NEW YORK — Less than two months ago, Rick Gould, one of the PR industry’s busiest M&A advisors, was flush with business, actively working with nine agencies wanting to sell their firms and two looking for acquisitions.

While two firms did sell (they were too far along in the process to halt the deals), the owners of the seven other firms are, for the time being, not making any moves. The two seeking acquisitions are also laying low — at least until we have a better idea of how badly the Covid-19 pandemic is going to hurt the PR industry, let alone know when it will be fully back in business.

“I believe Q2, April through June, will be a bloodbath — more lost clients, more staff cuts, more uncertainty with help from the feds, no matter what they promise and (how they) spin the messaging,” said Gould, whose firm, Gould+Partners, specializes in the mergers and acquisitions of PR firms. He has been advising agencies hit hard by the pandemic to focus now on rebuilding their companies, so that they are attractive to buyers when the market improves.

“No one should sell their firm on a fire sale,” Gould said.

All of which is as far from where we expected M&A activity to be now, given the volume of deals made in 2019 and the early part of this year.

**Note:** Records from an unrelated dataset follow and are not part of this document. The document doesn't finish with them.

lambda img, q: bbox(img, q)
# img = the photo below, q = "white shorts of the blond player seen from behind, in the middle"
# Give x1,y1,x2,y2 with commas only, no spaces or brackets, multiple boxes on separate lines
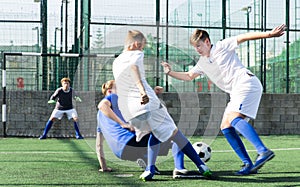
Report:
129,106,177,142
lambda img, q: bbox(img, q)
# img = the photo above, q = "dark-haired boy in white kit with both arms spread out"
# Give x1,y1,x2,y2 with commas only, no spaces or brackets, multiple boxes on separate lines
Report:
162,24,286,175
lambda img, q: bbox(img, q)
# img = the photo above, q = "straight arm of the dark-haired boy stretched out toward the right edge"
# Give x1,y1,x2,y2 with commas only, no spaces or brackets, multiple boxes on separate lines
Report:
237,24,286,44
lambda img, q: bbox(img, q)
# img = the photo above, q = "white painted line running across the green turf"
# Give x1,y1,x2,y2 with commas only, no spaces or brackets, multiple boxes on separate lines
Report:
0,148,300,154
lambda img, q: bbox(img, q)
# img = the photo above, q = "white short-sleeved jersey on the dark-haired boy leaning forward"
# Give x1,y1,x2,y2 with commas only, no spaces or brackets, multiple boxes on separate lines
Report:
191,37,254,94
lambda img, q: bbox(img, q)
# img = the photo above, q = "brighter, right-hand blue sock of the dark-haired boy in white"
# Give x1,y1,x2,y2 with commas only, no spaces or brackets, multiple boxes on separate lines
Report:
231,117,268,154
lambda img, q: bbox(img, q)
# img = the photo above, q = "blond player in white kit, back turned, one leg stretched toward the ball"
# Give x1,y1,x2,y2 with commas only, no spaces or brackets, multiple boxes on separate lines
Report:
113,30,212,181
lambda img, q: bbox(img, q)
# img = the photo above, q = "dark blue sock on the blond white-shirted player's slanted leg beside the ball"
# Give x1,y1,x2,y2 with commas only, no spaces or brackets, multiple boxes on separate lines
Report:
173,130,205,168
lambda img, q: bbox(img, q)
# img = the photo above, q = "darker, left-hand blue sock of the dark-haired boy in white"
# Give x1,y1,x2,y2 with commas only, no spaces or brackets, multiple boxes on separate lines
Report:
222,127,252,164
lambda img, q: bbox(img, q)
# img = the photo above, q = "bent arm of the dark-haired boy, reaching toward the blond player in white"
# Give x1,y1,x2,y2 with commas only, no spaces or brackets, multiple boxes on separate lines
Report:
161,62,199,81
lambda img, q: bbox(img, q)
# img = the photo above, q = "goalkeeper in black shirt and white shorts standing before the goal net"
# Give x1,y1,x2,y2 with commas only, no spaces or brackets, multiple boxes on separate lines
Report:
39,77,83,140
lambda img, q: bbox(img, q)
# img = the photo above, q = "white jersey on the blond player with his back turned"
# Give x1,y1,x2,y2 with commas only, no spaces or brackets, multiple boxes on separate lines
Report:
113,50,160,121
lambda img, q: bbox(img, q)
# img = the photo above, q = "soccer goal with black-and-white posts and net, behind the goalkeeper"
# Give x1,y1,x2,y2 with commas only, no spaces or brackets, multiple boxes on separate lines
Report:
0,53,116,137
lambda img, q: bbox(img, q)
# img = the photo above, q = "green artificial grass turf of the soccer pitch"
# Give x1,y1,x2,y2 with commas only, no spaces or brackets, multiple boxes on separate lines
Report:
0,135,300,187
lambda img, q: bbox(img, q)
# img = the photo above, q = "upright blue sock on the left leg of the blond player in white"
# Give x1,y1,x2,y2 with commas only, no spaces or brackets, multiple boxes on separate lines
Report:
146,134,160,173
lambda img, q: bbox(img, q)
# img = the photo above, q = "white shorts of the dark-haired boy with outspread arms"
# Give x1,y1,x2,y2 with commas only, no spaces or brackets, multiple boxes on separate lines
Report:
224,76,262,119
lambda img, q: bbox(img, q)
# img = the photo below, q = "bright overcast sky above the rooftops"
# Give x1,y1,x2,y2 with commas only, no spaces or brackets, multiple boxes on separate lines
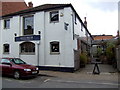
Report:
25,0,119,36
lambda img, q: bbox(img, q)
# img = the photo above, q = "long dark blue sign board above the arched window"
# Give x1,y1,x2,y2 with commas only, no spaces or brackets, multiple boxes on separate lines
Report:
15,35,40,42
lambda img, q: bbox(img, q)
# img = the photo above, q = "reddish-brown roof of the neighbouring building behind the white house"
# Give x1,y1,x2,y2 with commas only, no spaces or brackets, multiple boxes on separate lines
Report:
0,2,28,16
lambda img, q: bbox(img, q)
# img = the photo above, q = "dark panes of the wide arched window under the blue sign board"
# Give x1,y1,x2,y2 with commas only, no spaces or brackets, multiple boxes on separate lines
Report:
20,42,35,54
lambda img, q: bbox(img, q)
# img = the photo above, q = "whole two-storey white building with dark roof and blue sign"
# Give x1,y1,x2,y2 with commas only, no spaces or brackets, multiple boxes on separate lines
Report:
0,4,93,71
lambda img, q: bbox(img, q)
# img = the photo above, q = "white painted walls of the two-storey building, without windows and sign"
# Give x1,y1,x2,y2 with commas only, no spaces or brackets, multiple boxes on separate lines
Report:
0,7,92,67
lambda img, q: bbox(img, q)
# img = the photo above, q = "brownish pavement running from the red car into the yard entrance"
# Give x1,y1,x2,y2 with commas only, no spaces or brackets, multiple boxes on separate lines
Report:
40,64,119,82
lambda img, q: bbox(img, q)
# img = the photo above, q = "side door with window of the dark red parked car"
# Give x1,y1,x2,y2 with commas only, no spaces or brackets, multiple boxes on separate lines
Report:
1,59,12,75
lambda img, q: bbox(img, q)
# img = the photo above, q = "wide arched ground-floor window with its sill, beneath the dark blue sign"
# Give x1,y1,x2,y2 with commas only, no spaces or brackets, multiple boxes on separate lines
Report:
19,42,36,55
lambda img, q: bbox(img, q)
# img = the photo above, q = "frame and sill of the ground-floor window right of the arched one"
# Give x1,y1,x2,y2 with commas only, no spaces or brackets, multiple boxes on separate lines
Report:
50,41,60,55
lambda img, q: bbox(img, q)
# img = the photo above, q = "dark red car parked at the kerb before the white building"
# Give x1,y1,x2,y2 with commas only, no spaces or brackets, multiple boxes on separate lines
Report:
0,58,39,79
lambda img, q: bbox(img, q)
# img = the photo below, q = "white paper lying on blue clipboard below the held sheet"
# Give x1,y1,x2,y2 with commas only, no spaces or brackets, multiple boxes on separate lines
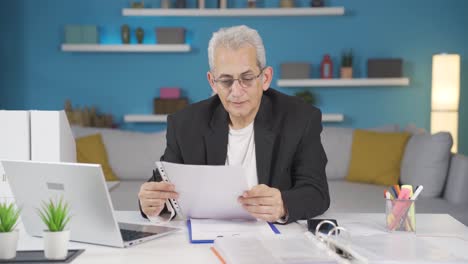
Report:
190,219,274,240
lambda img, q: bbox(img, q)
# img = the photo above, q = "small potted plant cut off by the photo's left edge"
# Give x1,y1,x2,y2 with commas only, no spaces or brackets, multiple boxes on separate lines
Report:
0,202,21,259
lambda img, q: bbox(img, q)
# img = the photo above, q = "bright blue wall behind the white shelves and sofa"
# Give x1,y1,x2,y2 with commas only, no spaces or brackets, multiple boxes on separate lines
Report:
0,0,468,153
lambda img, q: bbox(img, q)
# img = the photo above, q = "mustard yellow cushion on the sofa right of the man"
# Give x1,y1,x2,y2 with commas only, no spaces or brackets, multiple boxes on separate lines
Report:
346,129,410,186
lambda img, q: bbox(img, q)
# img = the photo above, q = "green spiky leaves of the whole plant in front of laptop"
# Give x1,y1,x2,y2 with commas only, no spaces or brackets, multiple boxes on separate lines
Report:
37,198,71,232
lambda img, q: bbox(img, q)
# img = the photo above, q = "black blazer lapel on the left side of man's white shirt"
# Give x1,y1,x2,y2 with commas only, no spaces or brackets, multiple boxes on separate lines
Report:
204,104,229,165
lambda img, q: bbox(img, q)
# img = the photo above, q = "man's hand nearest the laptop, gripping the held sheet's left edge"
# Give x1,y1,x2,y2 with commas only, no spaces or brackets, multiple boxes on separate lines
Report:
138,182,179,216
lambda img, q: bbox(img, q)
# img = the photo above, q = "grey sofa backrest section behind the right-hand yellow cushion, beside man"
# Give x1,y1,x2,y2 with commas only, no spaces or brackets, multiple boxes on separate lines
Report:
321,124,400,180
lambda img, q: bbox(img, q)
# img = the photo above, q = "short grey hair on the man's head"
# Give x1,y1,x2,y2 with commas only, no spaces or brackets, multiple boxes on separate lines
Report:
208,25,266,70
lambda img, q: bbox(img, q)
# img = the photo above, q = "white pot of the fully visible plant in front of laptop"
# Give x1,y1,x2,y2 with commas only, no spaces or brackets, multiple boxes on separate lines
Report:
44,230,70,259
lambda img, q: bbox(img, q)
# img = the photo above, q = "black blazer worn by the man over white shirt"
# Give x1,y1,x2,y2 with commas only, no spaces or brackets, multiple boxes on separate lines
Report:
143,88,330,222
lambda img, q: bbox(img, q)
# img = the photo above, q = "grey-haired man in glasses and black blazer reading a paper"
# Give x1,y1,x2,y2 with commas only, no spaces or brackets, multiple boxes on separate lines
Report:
138,26,330,223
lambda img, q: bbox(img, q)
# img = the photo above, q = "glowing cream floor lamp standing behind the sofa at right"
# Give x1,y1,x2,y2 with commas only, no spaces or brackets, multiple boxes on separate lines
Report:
431,54,460,153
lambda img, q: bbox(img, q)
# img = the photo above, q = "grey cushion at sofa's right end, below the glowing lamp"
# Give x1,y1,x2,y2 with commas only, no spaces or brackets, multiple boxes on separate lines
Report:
400,132,453,197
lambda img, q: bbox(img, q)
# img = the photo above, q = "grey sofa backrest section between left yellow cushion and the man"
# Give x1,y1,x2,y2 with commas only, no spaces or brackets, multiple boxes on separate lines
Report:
72,126,166,180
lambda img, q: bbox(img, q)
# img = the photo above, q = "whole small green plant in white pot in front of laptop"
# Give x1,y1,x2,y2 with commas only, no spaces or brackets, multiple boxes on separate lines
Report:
38,199,71,259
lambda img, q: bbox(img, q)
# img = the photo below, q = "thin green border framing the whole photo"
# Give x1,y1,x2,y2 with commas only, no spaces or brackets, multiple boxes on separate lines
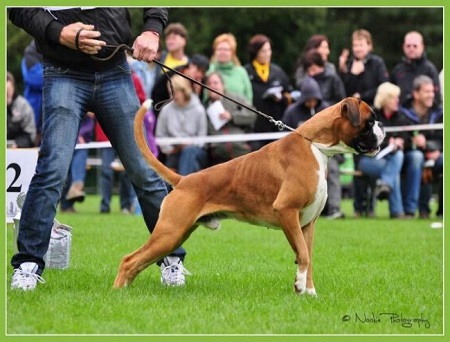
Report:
0,0,450,342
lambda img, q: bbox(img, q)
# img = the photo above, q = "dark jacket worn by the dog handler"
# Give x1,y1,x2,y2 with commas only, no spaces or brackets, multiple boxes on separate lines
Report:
8,7,168,71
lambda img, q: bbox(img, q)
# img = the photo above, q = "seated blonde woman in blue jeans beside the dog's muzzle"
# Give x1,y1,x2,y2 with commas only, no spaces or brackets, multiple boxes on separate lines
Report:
355,82,407,218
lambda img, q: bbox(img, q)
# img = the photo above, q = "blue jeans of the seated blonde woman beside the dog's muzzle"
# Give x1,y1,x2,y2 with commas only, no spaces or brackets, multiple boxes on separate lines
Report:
359,150,404,217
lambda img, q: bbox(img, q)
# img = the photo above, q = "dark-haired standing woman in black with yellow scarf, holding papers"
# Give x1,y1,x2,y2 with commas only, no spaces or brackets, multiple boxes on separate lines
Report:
245,34,292,150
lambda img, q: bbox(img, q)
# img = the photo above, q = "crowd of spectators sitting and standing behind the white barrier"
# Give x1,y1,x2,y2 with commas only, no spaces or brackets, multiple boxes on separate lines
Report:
7,23,443,219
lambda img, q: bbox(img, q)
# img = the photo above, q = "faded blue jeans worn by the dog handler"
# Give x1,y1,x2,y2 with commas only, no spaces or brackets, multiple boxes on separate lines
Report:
11,60,185,273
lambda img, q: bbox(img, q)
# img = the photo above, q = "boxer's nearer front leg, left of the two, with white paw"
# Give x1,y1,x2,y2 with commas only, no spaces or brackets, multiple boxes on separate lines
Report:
276,209,310,294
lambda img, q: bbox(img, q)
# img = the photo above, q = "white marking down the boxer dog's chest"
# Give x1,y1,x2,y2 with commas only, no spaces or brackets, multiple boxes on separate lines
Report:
300,145,328,226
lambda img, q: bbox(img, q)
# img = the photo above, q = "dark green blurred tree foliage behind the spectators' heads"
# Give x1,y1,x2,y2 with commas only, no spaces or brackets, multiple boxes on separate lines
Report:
7,7,444,92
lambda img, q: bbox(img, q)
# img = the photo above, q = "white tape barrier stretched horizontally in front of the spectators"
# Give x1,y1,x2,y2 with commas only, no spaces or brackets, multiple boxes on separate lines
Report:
75,123,444,149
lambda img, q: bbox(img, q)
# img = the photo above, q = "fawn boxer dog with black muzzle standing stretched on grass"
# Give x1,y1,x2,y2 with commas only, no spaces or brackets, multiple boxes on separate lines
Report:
114,97,385,295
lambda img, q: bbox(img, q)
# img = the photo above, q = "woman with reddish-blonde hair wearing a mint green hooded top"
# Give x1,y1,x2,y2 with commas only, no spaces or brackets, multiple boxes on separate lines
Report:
208,33,253,103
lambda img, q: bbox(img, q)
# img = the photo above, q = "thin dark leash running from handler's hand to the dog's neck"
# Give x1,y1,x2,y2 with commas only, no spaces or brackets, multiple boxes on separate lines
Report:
91,44,295,132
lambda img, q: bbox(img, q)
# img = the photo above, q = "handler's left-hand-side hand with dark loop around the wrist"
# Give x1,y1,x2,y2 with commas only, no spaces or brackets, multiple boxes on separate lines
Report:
59,22,106,55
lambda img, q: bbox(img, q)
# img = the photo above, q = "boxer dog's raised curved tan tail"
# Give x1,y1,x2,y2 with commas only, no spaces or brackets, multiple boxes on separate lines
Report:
134,100,182,186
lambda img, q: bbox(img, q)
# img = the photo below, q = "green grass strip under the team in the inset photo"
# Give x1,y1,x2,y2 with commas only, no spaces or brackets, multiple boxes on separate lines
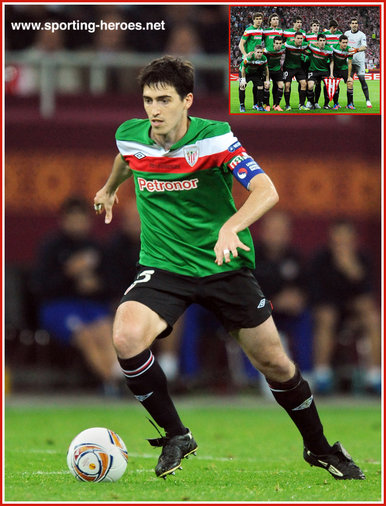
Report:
230,81,380,116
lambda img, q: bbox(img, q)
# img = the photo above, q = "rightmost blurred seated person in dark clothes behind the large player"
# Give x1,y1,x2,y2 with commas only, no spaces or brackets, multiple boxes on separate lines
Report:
310,219,381,393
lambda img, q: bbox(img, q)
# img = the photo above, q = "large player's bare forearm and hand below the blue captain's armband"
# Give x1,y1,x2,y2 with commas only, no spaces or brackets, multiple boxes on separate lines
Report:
214,173,279,265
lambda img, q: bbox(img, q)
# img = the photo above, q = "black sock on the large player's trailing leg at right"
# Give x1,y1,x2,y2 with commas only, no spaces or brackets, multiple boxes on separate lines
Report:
266,370,331,455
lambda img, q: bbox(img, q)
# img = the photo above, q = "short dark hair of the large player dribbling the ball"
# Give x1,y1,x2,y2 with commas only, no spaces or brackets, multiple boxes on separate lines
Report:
138,55,194,99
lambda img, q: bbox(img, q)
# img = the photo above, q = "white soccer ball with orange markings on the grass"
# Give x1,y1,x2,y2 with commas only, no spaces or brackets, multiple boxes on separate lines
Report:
67,427,128,482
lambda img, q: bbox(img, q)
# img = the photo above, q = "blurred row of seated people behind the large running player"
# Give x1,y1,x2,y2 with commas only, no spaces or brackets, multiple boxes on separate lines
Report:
6,196,381,395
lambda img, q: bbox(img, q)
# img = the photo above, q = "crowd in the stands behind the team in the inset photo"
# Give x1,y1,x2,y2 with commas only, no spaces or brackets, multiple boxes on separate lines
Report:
230,5,380,68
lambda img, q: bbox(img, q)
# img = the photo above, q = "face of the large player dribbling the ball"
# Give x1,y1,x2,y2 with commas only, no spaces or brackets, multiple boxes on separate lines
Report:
143,83,193,136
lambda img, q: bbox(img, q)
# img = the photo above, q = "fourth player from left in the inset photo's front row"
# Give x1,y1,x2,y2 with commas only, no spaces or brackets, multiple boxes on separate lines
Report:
307,33,334,109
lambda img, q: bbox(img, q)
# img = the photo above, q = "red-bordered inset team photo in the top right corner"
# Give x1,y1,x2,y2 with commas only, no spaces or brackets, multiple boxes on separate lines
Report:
229,5,381,114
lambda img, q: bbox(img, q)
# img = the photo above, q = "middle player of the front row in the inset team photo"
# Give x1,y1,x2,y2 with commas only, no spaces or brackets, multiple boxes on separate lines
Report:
283,32,308,111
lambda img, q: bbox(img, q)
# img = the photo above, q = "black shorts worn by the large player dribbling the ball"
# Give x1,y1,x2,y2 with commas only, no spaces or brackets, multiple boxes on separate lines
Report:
121,266,272,338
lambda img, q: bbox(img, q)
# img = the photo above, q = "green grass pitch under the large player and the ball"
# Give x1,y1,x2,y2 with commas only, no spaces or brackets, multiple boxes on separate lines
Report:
4,397,381,503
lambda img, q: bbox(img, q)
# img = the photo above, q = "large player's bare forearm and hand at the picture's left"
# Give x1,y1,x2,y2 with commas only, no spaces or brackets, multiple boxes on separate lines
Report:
94,153,132,223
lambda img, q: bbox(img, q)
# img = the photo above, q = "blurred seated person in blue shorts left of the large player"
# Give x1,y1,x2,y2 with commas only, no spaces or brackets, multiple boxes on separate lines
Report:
32,197,120,393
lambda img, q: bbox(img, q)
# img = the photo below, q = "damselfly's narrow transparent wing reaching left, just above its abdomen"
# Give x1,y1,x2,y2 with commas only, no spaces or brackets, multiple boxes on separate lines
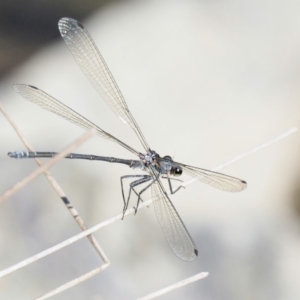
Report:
14,84,139,155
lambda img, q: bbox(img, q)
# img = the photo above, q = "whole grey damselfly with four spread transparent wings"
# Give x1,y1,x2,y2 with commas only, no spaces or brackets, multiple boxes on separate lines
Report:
8,18,247,261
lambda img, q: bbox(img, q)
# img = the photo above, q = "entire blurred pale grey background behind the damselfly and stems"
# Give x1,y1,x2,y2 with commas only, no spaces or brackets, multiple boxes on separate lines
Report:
0,0,300,300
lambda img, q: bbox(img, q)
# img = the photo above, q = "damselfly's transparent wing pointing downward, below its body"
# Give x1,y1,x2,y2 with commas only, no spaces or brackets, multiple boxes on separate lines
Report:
151,171,198,261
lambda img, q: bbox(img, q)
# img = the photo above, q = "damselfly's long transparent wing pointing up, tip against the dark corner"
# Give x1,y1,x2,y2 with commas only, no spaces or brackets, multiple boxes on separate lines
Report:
58,18,149,150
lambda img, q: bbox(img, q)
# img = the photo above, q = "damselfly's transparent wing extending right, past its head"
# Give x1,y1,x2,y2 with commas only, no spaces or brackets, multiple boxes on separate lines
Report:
174,162,247,192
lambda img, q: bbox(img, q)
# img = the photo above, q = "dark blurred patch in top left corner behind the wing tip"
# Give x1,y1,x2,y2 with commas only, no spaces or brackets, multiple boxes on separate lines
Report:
0,0,116,79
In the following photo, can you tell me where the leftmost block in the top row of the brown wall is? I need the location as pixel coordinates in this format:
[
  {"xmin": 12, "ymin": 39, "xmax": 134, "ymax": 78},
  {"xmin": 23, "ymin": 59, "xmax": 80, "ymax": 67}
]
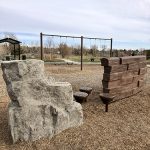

According to Davis & Gilbert’s 2019 public relations industry M&A report, M&A business was booming last year, with more transactions completed than during either of the previous two years. Last year, the industry saw 72 completed transactions by 58 buyers, which is more purchasers than ever before. Nineteen transactions had already been completed in 2020 by the first week in March.

Buyer interest in bigger firms was up, with twice as many deals involving the acquisition of agencies with more than $25m in annual revenue than in 2018 or 2017. Independents looking to expand their capabilities fueled much of the activity. So did firms backed by private equity, which doubled their activity in 2019 from the year before, resulting in 11 acquisitions, Davis & Gilbert reports.

Most of which essentially came to a screeching halt with the mid-March widespread shutdown of business, quashing the acquisition aspirations of both sellers and buyers — and leaving little hope for even a slow restart to M&A until the third quarter of the year (although some experts see even that as wishful thinking).

“This has hit out of the blue and has been pretty devastating,” said Prosper Group managing partner Alex Halbur, who said he doesn’t expect activity restarting until we have more information — about the trajectory of the pandemic, the end of the shutdown and how badly the economy is going to be reeling (and for how long) when the world does get back to business.

“People buy based on opportunity and perception of success, and it’s a lot easier to picture success in a great economy than a bad economy,” Halbur said. “Until there’s a light at the end of the tunnel and the country has a date where we think things (will reopen) deals will be suspended.”

Halbur speaks from experience, having been in the midst of late-stage M&A dealings for clients when the shutdown took effect — which have since stopped. The interest of European holding companies in buying American independents, a budding phenomena earlier this year, has basically dried up. “When you can’t travel, you don’t buy an agency,” he said.

Nor do you want to sell an agency in tough times like these, during which “value buyers” (who want to make acquisitions for less than the going rate) look for deals with “panic sellers” (distressed agency owners too scared to wait it out), usually to the financial detriment of the latter.

“My advice has been for firms in this position not to sell now (but wait to) build up their firms once the economy rebounds and their business is flourishing as it was six weeks ago,” said Gould.

Halbur agrees, saying the small independents that are currently taking the biggest economic blows could wind up under even greater financial duress if they sell too low. “The normal independent firm with six or seven million in revenue can’t really afford to make a mistake in M&A,” he said.

Yet Jack Bergen, an M&A consultant after a long career as an in-house and agency senior leader, sees some opportunity in M&A for small, distressed agencies, should they decide to become part of a larger organization and get the benefits, from cash to support, that come with it.

“I think what we’re going to see is small firms that are going to be looking for a safe harbor after what they’ve been through,” Bergen said.

While Bergen said he doesn’t see any big acquisitions in the near future, he is expecting there to be deals that involve small independents with attractive client rosters getting snatched up by larger independents that provide them a base.

At this point, of course, when (or if) any of this could actually start to happen is anyone’s guess, as — two months in — much of business is still on lockdown. Even when business does start to reopen, the pace and economic recovery is expected to be slow.

Yet, Gould said he is “bullish” on prospects for buyers and sellers of agencies returning nonetheless, forecasting an uptick in M&A activity during the last quarter of this year and 2021 being a full year of recovery.

“We have weathered hurricanes, tornadoes, wildfires, earthquakes, dot.com crash, the 2008 financial crisis and September 11, 2001,” he said. “Although this is a challenge we have never seen in our history, I truly believe both the US economy and the PR industry will bounce back and the M&A marketplace will once again thrive.”